The company has also introduced a safety pack with a number of features, including sensors, lights and a system to show the harness clip is attached to the machine.
All of the articulating booms are currently powered by lead acid batteries and there is also an early attachable combustion engine range extender that can be attached in 15 minutes.
The company also premiered its new electric telehandlers models, which are all lithium battery driven and a range of electric or hybrid power options.
The MRT 2260e and MRT 2660e rotating telehandler models are part of the manufacturer’s VISION+ range and have a loading capacity of 6 tonnes for lifting heights of 22 and 26m respectively.
Offering the same performance levels as Manitou’s internal combustion models, the rotating machines are fitted with a 700V/65kWh lithium-ion battery that is said to ensure optimum productivity, “even in difficult climate conditions like in Northern Europe”.
In an announcement at the construction exhibition, Manitou said that it would introduce a hydrogen powered product at an event in December, adding that the development of hydrogen and how it can be stored on-site is an important part of its plans.
Manitou has already commited the Science-Based Targets initiative, and by 2030 it expects that around 45% of the equipment it sells globally will be low-emission.

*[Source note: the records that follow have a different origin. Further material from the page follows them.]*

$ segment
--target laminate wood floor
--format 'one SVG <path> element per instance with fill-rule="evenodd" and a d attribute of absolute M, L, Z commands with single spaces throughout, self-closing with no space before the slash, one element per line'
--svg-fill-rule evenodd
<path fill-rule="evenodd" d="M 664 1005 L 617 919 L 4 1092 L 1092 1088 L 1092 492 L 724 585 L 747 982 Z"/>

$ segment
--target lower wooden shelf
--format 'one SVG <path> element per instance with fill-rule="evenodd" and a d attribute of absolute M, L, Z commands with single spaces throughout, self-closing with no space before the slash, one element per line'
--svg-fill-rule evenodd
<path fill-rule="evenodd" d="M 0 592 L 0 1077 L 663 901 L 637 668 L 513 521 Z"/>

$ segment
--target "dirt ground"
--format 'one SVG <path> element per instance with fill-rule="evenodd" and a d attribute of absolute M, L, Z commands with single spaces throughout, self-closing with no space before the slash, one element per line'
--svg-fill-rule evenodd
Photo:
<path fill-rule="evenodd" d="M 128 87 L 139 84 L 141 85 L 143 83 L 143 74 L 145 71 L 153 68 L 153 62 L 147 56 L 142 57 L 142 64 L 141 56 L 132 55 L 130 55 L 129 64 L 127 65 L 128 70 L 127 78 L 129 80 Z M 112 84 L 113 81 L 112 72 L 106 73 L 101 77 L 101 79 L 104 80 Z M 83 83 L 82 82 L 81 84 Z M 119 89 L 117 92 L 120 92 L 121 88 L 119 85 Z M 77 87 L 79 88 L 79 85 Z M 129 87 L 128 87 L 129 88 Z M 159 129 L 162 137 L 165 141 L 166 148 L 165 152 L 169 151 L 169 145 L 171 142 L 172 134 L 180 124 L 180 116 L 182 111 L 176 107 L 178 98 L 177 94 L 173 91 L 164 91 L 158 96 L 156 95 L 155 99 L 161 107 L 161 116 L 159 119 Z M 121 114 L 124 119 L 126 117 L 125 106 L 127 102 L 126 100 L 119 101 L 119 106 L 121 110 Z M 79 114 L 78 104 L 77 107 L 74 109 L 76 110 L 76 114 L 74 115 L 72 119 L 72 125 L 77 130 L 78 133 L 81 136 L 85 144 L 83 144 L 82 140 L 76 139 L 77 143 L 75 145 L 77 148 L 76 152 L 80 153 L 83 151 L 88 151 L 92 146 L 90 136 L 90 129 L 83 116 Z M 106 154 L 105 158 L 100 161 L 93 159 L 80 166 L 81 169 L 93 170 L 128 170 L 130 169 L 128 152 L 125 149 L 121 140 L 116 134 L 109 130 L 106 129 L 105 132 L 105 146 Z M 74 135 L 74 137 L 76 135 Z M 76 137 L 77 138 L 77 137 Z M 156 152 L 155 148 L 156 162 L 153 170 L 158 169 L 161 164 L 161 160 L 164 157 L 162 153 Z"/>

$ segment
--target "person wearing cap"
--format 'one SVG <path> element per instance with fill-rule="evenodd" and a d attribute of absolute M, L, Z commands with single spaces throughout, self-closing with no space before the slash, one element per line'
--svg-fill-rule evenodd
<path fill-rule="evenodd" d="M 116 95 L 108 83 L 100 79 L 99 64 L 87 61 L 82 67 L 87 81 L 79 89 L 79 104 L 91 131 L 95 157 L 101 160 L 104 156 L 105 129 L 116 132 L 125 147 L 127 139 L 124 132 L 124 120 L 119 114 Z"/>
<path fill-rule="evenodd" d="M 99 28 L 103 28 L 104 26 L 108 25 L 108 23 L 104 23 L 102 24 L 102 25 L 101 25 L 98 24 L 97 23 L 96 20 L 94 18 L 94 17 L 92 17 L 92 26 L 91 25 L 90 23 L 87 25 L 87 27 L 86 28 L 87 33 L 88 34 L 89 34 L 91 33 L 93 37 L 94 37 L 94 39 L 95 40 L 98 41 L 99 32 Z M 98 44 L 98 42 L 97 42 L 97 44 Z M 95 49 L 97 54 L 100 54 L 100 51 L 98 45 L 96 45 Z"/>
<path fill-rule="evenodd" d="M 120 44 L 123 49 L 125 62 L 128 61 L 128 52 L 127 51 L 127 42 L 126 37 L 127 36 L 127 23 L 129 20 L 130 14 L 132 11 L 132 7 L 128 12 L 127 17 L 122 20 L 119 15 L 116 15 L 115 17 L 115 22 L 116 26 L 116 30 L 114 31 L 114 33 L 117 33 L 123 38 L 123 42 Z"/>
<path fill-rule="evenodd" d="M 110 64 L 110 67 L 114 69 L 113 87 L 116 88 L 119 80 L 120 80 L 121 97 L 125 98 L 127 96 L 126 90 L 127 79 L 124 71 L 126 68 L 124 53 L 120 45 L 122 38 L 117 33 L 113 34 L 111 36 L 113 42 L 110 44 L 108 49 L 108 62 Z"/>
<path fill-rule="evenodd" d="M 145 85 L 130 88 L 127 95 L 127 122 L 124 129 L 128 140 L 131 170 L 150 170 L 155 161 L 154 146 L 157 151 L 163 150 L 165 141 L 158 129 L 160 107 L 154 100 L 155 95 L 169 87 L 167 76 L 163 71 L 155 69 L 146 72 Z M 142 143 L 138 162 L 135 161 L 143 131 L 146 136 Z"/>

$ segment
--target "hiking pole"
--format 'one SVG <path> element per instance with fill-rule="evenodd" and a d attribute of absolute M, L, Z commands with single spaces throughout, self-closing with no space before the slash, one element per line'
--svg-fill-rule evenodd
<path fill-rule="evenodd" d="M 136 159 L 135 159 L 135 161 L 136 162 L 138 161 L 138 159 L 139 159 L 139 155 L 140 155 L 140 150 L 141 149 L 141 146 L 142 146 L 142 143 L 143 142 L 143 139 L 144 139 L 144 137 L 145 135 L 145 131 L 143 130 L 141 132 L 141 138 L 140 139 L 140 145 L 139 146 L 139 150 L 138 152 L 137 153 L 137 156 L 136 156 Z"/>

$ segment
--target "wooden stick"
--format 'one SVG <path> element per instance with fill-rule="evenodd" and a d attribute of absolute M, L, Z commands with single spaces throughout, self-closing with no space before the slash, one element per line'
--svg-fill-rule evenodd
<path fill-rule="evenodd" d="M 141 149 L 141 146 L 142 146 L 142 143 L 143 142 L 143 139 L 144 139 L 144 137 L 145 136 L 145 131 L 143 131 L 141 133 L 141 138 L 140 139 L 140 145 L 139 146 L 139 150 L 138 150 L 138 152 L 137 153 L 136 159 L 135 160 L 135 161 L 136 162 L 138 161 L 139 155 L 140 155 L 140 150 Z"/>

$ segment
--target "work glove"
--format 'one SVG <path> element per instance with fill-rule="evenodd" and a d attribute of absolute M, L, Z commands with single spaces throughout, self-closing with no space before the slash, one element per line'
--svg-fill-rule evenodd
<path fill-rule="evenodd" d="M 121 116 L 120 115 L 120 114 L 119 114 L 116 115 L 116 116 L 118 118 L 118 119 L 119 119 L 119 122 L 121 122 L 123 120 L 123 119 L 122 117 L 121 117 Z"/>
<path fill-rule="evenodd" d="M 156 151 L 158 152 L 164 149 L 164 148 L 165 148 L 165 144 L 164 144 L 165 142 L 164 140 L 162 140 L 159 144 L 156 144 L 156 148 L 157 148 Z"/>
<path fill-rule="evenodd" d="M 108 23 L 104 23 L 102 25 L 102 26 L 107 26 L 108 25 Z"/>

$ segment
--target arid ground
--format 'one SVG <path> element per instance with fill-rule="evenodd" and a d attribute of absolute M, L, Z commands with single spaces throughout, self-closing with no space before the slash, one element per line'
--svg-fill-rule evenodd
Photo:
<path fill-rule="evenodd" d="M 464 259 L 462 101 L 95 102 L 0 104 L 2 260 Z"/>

Speaking to Access International magazine earlier this year, Arnaud Boyer, Manitou’s Vice President of Global Marketing & product Development, commented on how the demand for low-emission products in Europe was developing.
He said, “Northern Europe is really where the demand is coming from and in terms of equipment, it is for electric platforms. And we are starting to see some demand, also from the northern European countries, for electric telehandlers.”
According to Boyer, the demand for electric powered construction equipment in the south of Europe is currently not as strong, although this is mainly due to the maturity of the market.
While Boyer thinks the demand will increase in time as the market matures, “what may accelerate this development will be regulation,” he said.
When asked if he thought it would be good for European governments to introduce legislative deadlines to speed up the transition to low-emission construction equipment, the Manitou vice president said, “It depends which way you look at it. If you look at it from a perspective that we need to be emitting less CO2, I would say yes. That should be a drive from the government – I think that is their responsibility.
“Doing it as an incentive would probably be more efficient than to put constraints about legislations.”
However, he added, “The only thing about government is that we need to be careful about the way they write the legislation because sometimes they are not the experts.”
“When you look at the new legislation for cars for example, they have decided in 2035 to stop the use of IC engines. But you could have an IC engine working on a hydrogen machine and emitting no CO2. If we could work with them on trying to establish something then, why not?”